问题
I have run the face detection algorithm inbuilt in opencv to extract faces in each frame of a video(sampled at 1 fps). I have also resized each face image to be of same size and I have cropped some fraction of image to remove background noise and hair. Now the problem is that I have to cluster these images of faces - Each cluster corresponding to a person. I implemented the algorithm described here http://bitsearch.blogspot.in/2013/02/unsupervised-face-clustering-with-opencv.html
Basically the above algorithm, uses LBPH face recognizer of OpenCV iteratively to cluster the images. In the description on that page itself the results are not satisfactory. In my implementation the results are worse. Can anyone suggest a better way to cluster faces? May be using some other feature and some other clustering algorithm. The number of clusters are unknown.
回答1:
I suggest having a look at
FaceNet: A Unified Embedding for Face Recognition and Clustering
My shortscience summary (go there if you want to see the Math parts rendered correctly):
FaceNet directly maps face images to $\mathbb{R}^{128}$ where distances directly correspond to a measure of face similarity. They use a triplet loss function. The triplet is (face of person A, other face of person A, face of person which is not A). Later, this is called (anchor, positive, negative).
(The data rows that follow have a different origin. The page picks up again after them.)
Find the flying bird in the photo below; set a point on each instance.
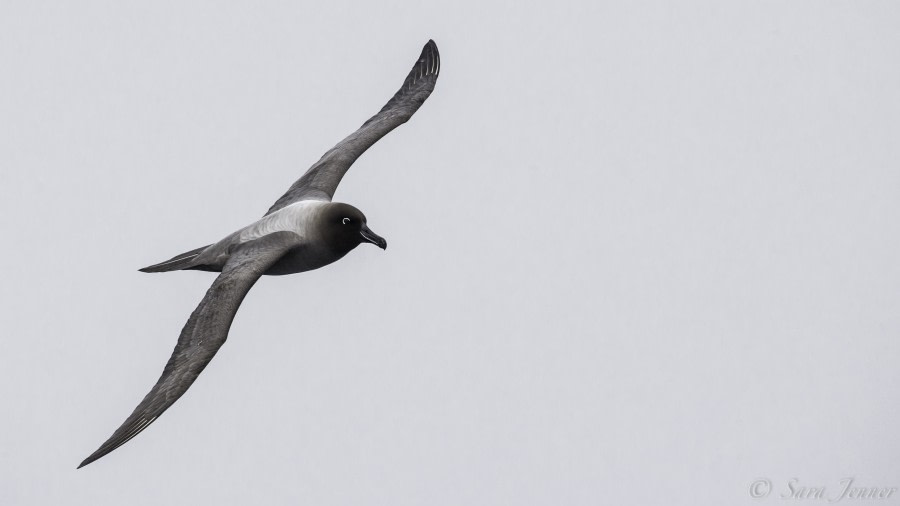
(303, 230)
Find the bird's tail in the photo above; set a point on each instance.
(177, 263)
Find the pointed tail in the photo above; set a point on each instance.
(182, 261)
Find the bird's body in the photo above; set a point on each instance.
(303, 230)
(300, 218)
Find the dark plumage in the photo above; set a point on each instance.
(303, 230)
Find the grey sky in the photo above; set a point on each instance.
(640, 253)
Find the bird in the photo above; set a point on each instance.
(303, 230)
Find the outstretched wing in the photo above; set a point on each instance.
(203, 334)
(322, 179)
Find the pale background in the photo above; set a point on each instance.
(640, 253)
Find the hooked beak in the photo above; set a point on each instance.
(372, 237)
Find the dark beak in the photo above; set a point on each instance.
(372, 237)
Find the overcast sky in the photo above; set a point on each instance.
(640, 253)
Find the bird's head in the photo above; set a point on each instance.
(345, 228)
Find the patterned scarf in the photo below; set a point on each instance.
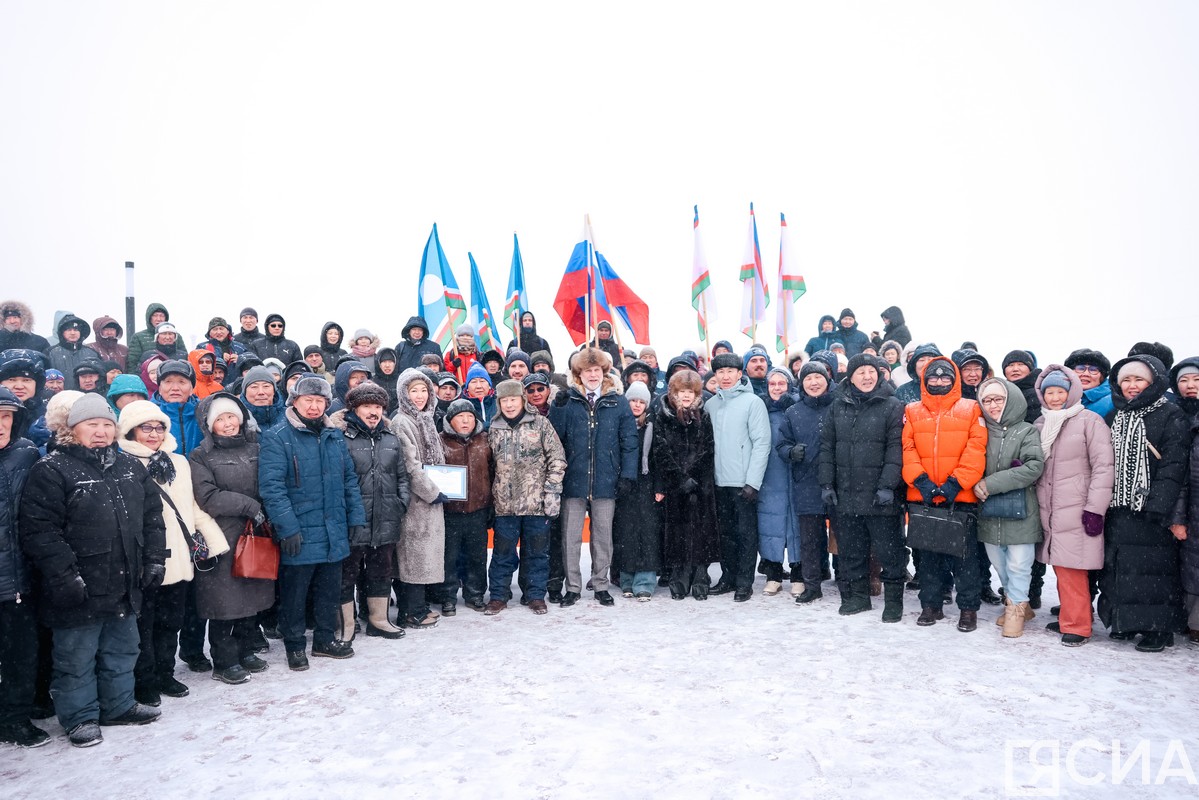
(1132, 457)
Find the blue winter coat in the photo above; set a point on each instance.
(777, 525)
(823, 341)
(308, 486)
(600, 443)
(801, 425)
(182, 423)
(14, 463)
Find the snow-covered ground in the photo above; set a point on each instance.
(667, 699)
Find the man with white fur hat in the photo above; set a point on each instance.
(96, 551)
(311, 493)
The loss function is learned and inspired by LMNN. The idea is to minimize the distance between the two images of the same person and maximize the distance to the other persons image.
LMNN
Large Margin Nearest Neighbor (LMNN) is learning a pseudo-metric
$$d(x, y) = (x -y) M (x -y)^T$$
where $M$ is a positive-definite matrix. The only difference between a pseudo-metric and a metric is that $d(x, y) = 0 \Leftrightarrow x = y$ does not hold.
Curriculum Learning: Triplet selection
Show simple examples first, then increase the difficulty. This is done by selecting the triplets.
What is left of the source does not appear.